Cosa c’è di male? Fin qui niente, anzi, è un’ottima notizia per gli investitori. Le commissioni da pagare, infatti, sono l’unica vera certezza che si ha ex-ante. Inoltre, Morningstar mette da sempre in guardia sull’erosione dei rendimenti nel lungo termine causata da costi eccessivi. Tuttavia, occorre fare un passo in più.

Attenzione agli specchietti per le allodole
“La guerra dei prezzi tra gli emittenti di Etf è un po’ come il sottocosto dei supermercati, spesso le minori commissioni vengono usate dalle società di gestione per attirare l’investitore/consumatore con l’intenzione in un secondo momento di spingere una serie di prodotti d’investimento più cari”, commenta Roger Wohlner, consulente finanziario indipendente, in una nota per Morningstar.

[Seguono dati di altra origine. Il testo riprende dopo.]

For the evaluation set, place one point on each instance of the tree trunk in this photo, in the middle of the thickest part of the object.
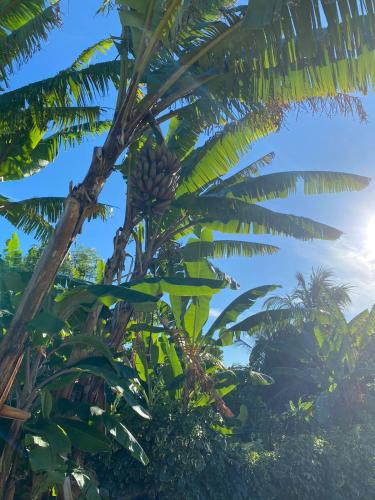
(77, 209)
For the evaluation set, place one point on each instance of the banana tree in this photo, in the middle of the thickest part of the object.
(53, 425)
(37, 120)
(194, 60)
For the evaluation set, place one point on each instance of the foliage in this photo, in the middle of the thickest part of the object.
(311, 467)
(187, 458)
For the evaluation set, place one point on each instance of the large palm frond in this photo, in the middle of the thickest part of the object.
(38, 215)
(220, 249)
(23, 26)
(283, 184)
(26, 153)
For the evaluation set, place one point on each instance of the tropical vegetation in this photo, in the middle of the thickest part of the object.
(113, 383)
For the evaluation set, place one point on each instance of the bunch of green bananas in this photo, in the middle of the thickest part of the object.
(155, 180)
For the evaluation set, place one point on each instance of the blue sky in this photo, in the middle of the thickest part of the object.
(306, 143)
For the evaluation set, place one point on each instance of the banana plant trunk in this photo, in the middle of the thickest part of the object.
(79, 202)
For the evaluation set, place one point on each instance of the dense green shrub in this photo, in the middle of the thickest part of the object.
(305, 467)
(188, 460)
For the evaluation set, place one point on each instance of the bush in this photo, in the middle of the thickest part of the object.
(336, 466)
(188, 460)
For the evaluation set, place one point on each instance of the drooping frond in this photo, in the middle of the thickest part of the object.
(238, 306)
(223, 151)
(26, 153)
(224, 249)
(245, 173)
(238, 217)
(283, 184)
(85, 57)
(263, 321)
(18, 45)
(11, 123)
(66, 87)
(38, 215)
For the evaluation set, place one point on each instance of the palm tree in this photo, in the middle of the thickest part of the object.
(310, 349)
(202, 65)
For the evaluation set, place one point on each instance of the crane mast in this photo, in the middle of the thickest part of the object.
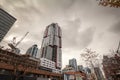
(14, 45)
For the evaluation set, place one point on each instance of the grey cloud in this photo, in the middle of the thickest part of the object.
(115, 28)
(72, 38)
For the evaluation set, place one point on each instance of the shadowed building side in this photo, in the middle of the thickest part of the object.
(6, 22)
(51, 44)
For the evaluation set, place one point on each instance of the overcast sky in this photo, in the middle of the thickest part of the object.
(84, 24)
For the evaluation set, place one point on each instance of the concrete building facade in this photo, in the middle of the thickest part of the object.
(73, 63)
(6, 22)
(32, 51)
(51, 44)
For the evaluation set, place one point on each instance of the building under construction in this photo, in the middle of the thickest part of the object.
(15, 66)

“Il fatto che un Etf abbia delle commissioni molto basse non è da sola una buona ragione per acquistarlo”, prosegue Wohlner. “La cosa più importante quando si include un Etf nel proprio portafoglio è comprendere cosa si sta comprando, soprattutto considerando che ogni giorno vengono emessi nuovi prodotti che replicano indici sempre più complessi”. Un recente studio di Vanguard ha dimostrato che negli Stati Uniti i circa 1.400 Etf quotati replicano oltre mille benchmark diversi, e più della metà di questi indici hanno meno di sei mesi di vita.

Quello che conta è la pianificazione
“Cosa vuol dire davvero risparmiare?”, si chiede il consulente. “Dubito che vendere un prodotto che costa lo 0,14% l’anno e sostituirlo con un altro che chiede lo 0,12% faccia davvero la differenza, anche alla luce dei costi di transazione. Occorre dare il giusto peso ai vari aspetti: dovrebbe essere il proprio piano finanziario a lungo termine, il livello di rischio che si vuole assumere, la strategia d’investimento a guidare la scelta di un Etf o di un altro prodotto, non delle commissioni leggermente più basse”. Insomma, è meglio riflettere bene prima di sostituire un replicante liquido, trasparente, magari che assume meno rischi a livello di prestito titoli o di controparte, con un altro prodotto solo perché costa qualche punto base in meno.

In più, è sempre bene ricordare che il Ter (Total expense ratio) non prende in considerazione tutte le voci di costo reali, anzi lascia fuori alcuni importanti aspetti, come lo spread bid-ask e i costi di negoziazione (clicca qui e qui, per approfondire).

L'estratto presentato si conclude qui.